Évincés en mai d’On n’est pas couché, Eric Zemmour et Eric Naulleau ont fait leurs adieux le 25 juin aux téléspectateurs de France 2. Alors qu’il se prépare un beau retour sur Paris Première et en prime time, le duo a accepté une longue interview avec nos confrères de Technikart, qui se décrivent certes comme des "gauchistes bien pensants", mais avouent un petit faible pour les anciens trublions de Laurent Ruquier. L’animateur les remplacera à la rentrée par Audrey Pulvar et Natacha Polony.
"Je cherche encore la raison du renvoi. Cette affaire, c’est comme l’assassinat de Kennedy : tout le monde a son hypothèse", remarque Eric Naulleau. La théorie avancée par Technikart est assez intéressante : "Laurent Ruquier s’est rendu compte qu’il avait créé un monstre politisé à l’influence croissante, Eric Zemmour, allant à l’encontre de tout ce qu’il défend lui-même idéologiquement", quant à Eric Naulleau, écrit le magazine, il serait "une victime collatérale". Le critique littéraire confie d’ailleurs à Technikart être "à 99% en désaccord" avec Zemmour : "J’exagère un peu : allez, 66% en désaccord. Mais en posant la question, vous êtes sur un schéma devenu obsolète, celui du combat droite-gauche." D’autant plus que les deux Eric n’étaient pas là pour débattre entre eux, mais avec des invités.
Ruquier parle d’usure du duo, Naulleau n’y croit toujours pas : "Je persiste et signe : l’hypothèse que notre renvoi soit uniquement lié à un phénomène d’usure, je me la raconterai lors de ma prochaine nuit d’insomnie pour voir si les contes pour enfants me font le même effet que par le passé." Et les deux Eric s’en amusent : "Car personne d’autre ne s’use à la télévision", remarque Zemmour. "Il n’y a que nous.
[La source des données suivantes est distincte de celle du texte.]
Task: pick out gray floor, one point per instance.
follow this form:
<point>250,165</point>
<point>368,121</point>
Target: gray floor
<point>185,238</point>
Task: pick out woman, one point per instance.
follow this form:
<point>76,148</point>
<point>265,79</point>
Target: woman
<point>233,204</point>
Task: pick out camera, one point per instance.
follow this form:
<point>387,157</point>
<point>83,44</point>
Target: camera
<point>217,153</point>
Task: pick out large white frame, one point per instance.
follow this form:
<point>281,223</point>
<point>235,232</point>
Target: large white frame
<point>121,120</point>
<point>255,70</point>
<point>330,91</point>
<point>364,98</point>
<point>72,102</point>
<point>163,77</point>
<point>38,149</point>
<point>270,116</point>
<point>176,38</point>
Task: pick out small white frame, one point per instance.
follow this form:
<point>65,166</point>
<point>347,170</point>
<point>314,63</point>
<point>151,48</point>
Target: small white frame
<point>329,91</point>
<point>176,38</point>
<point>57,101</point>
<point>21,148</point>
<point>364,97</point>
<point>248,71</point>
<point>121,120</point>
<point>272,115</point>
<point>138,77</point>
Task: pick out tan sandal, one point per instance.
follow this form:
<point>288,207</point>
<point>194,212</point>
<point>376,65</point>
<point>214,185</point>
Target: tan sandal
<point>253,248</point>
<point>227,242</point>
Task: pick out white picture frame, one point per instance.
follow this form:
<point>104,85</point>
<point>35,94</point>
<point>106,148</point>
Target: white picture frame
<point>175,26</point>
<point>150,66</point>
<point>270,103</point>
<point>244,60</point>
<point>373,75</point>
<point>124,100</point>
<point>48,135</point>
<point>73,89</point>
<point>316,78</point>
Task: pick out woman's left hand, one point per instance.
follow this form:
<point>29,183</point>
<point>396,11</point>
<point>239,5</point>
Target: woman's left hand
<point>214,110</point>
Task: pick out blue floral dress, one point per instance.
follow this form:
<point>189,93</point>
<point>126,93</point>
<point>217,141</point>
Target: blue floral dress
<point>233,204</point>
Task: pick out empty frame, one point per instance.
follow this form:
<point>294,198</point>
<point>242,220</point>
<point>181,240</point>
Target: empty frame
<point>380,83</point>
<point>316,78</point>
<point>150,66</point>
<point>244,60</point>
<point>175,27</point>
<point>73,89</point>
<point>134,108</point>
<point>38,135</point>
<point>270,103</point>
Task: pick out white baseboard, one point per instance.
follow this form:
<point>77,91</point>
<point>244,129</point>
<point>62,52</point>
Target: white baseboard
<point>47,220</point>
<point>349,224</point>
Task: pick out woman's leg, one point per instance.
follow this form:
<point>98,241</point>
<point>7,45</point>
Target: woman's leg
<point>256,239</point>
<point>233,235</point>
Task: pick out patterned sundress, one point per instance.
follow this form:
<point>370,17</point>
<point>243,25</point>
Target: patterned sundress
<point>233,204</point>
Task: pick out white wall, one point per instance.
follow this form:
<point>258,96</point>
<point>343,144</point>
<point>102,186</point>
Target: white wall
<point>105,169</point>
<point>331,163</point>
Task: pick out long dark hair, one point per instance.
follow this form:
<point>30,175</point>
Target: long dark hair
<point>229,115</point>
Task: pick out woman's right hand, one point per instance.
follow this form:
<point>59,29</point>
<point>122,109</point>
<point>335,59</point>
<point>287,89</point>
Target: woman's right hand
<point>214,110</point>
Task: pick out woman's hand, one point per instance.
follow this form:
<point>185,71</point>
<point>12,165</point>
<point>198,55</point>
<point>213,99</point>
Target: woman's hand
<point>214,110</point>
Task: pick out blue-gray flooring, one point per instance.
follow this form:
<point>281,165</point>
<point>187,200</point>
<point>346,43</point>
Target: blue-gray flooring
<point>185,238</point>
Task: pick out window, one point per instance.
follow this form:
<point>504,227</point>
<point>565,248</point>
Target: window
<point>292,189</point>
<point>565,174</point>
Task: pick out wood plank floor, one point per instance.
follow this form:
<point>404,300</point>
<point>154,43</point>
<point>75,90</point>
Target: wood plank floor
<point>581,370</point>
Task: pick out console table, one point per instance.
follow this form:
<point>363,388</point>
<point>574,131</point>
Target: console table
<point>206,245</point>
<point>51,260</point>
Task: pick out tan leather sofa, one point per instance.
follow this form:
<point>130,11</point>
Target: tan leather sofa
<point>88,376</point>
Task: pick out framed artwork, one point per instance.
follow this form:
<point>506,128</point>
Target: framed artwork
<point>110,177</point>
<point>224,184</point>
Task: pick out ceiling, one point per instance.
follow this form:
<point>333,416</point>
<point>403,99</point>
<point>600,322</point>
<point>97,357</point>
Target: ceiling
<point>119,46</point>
Au bout de quatre saisons", renchérit Naulleau.
Il y aussi l’hypothèse de la liste noire de Nicolas Sarkozy, à laquelle Zemmour ne croit pas une seconde. Naulleau regrette surtout ce qu’il a pu lire dans la presse : "D’après les informations du Figaro, Ruquier a annoncé la décision à la direction de France Télévisions en novembre dernier. Ce n’est pas très agréable d’avoir fait l’émission huit mois en étant dans la place du cocu." En tout cas Naulleau, quand il réagissait sur RTL à son éviction, semblait croire justement à ces pressions politiques, dans des propos un peu mélodramatiques. Il relativise dans cette nouvelle interview : "J’ai eu une conversation un rien surréaliste à ce sujet avec deux SDF qui me souhaitaient bon courage après mon renvoi... Oh, les gars, c’est vous qui êtes dans la mouise, pas moi !"
S’ensuit une réflexion sur la télévision - "le clash, c’est une masse d’air ’show’ qui rencontre une masse d’air froid, critique", remarque Naulleau - et l’idéologie. Celle d’Eric Zemmour bien sûr, qui lui a valu une condamnation pour provocation à la haine raciale, et celles des artistes, nouveaux maîtres à penser de notre société dont le niveau est souvent bas de plafond : "L’énorme majorité sont dans : ’La pauvreté, c’est mal’ ou : ’La paix c’est quand même vachement mieux que la guerre’, une doxa assez vague où tout le monde est d’accord avec tout le monde." Ce qui nous a offert de grands moments de solitude de Cali ou Francis Lalanne par exemple.
Malgré ses différences, le duo s’est bien trouvé : "Je ne pourrais pas passer autant de temps avec un type que je ne pourrais pas encadrer. Ça aurait été l’enfer. Avec Plenel [Edwy Plenel, ndr], c’était très dur", assure Eric Naulleau. Ils ont travaillé quatre saisons ensemble pour Ruquier et enregistré 172 émissions. Naulleau était rémunéré 1500 euros par émission et son compère 3000. Leur clash avec Michaël Youn a été visionné plus de 1,7 million de fois sur toutes plateformes confondues. Seul Jacques Attali quittera le plateau à cause d’eux, en décembre 2008.
Reste à savoir comment ils vont pouvoir se réinventer le samedi en prime time dans un nouveau magazine sur Paris Première. Naulleau : "On est parfaitement conscients que la chose à éviter à tout prix, c’est de refaire ce qu’on faisait. Ce serait terrible. Donc on cherche une formule décalée, qui nous plaise, et qui nous permettre d’atténuer un peu la frustration électorale." Réponse à la rentrée.